An expert warned that the US’s $34 trillion debt could cause an economic meltdown by 2025 if interest rates spike due to other countries no longer buying so much US debt.
The expert said the large tax cuts or spending plans proposed by either party risk interest rate increases that could trigger a crisis.
“As we discuss promises about ‘what we’re going to do with tax and programs,’ it’s going to be important to put it in the context of ‘Can we afford that?’” Wharton Business School finance professor Joao Gomes said. “It’s a really obvious moment in history for us to say: ‘Okay, what are our choices; what can we feasibly do; who has the better plan?’ I suspect neither party is interested in that, and it might all be pushed under the rug.”
“Toward the latter part of the decade we will have to deal with this,” he added. “It could derail the next administration, frankly. If they come up with plans for large tax cuts or another big fiscal stimulus, the markets could rebel. Interest rates could just spike right there, and we would have a crisis in 2025. It could very well happen. I’m very confident by the end of the decade one way or another, we will be there.”

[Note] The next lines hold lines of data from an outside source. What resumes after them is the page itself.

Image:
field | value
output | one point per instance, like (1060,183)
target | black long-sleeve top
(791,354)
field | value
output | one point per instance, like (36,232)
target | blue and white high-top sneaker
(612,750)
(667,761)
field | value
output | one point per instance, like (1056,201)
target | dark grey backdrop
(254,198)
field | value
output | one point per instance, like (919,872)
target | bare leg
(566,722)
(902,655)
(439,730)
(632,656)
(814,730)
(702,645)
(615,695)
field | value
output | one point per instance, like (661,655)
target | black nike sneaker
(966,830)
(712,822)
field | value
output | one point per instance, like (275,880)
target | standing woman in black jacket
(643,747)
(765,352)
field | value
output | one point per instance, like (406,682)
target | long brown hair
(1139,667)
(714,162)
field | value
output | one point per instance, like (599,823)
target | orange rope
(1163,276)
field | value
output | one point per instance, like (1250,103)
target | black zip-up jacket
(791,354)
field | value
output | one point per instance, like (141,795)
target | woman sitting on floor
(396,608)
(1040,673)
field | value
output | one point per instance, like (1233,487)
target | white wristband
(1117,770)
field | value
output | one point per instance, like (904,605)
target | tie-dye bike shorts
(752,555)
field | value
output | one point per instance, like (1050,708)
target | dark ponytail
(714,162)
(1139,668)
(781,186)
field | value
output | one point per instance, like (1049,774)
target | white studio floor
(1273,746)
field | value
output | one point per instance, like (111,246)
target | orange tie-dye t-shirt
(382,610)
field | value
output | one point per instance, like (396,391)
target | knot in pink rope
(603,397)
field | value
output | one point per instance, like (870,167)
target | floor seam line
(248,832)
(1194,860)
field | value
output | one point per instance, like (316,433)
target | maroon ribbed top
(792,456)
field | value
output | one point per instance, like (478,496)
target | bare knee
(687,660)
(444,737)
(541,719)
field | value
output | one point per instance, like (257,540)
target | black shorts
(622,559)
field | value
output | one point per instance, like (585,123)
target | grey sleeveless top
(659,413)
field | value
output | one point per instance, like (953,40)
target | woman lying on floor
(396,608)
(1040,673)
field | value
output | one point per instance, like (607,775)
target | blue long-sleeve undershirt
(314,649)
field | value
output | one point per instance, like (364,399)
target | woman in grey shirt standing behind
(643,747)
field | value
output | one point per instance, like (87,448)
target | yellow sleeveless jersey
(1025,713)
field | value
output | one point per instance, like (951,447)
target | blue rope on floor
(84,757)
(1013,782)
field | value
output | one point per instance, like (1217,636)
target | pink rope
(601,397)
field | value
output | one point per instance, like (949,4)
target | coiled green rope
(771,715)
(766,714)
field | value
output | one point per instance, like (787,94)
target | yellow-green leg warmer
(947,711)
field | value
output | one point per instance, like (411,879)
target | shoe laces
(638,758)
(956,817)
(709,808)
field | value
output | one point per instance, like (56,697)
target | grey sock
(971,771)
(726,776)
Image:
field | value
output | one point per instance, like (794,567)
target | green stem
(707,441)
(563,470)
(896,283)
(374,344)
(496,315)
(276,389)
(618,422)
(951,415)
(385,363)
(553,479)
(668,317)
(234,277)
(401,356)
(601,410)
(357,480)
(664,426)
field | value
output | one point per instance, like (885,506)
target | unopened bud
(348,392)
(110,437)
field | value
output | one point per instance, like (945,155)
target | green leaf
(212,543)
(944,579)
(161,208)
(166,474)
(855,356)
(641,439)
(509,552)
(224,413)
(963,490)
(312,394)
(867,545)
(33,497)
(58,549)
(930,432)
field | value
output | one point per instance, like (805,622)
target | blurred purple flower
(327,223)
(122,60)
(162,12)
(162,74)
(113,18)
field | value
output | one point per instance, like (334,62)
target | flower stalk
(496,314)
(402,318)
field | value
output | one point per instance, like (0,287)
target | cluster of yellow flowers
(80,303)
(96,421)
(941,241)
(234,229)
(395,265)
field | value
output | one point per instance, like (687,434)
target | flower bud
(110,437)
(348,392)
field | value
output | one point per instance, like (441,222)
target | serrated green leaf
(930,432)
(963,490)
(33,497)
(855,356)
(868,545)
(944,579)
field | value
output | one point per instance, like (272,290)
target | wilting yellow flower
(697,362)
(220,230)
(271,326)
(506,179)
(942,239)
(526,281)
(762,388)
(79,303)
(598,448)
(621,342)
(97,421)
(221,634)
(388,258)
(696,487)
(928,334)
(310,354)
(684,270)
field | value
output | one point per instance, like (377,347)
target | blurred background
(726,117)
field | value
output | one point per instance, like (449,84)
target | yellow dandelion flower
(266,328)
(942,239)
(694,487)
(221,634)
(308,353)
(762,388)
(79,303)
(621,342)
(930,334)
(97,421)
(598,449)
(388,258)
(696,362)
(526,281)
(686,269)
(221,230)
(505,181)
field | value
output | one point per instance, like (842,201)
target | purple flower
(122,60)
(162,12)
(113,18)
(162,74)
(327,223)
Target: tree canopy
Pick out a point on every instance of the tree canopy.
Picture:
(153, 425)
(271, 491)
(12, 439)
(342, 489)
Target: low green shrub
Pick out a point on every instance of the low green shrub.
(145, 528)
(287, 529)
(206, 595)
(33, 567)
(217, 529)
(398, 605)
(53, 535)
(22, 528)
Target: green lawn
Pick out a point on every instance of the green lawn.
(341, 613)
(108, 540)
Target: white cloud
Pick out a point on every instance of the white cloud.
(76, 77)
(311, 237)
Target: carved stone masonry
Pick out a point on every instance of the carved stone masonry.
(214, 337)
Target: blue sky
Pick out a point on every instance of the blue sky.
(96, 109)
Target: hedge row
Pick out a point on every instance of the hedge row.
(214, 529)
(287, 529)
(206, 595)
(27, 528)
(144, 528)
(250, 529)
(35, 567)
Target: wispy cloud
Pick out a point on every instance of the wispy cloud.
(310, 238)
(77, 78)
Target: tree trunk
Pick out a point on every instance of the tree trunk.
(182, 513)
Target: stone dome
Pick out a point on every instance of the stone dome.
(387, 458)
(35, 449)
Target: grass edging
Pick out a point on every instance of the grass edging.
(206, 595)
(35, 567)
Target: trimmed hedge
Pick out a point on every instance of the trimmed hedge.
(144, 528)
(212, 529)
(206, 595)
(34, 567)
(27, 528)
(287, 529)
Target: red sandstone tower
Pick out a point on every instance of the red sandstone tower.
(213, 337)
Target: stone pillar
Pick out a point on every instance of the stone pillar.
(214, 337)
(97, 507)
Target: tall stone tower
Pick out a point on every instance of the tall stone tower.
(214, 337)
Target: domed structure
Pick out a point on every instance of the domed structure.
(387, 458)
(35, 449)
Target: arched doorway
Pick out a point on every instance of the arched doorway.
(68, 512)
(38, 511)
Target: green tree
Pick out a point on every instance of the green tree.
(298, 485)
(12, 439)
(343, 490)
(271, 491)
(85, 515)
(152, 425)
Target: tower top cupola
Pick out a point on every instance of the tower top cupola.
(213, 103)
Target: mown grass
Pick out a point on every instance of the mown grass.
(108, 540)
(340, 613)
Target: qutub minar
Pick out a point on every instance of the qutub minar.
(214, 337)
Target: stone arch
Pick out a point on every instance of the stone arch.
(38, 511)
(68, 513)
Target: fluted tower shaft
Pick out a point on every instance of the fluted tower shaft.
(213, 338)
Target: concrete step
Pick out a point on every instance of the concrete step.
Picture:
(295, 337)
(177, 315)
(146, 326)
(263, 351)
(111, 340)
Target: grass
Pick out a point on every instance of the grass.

“The most important thing about debt for people to keep in mind is you need somebody to buy it. We used to be able to count on China, Japanese investors, the Fed to [buy the debt]. All those players are slowly going away and are actually now selling. … If at some moment these folks that have so far been happy to buy government debt from major economies decide, ‘You know what, I’m not too sure if this is a good investment anymore. I’m going to ask for a higher interest rate to be persuaded to hold this,’ then we could have a real accident on our hands,” Gomes said.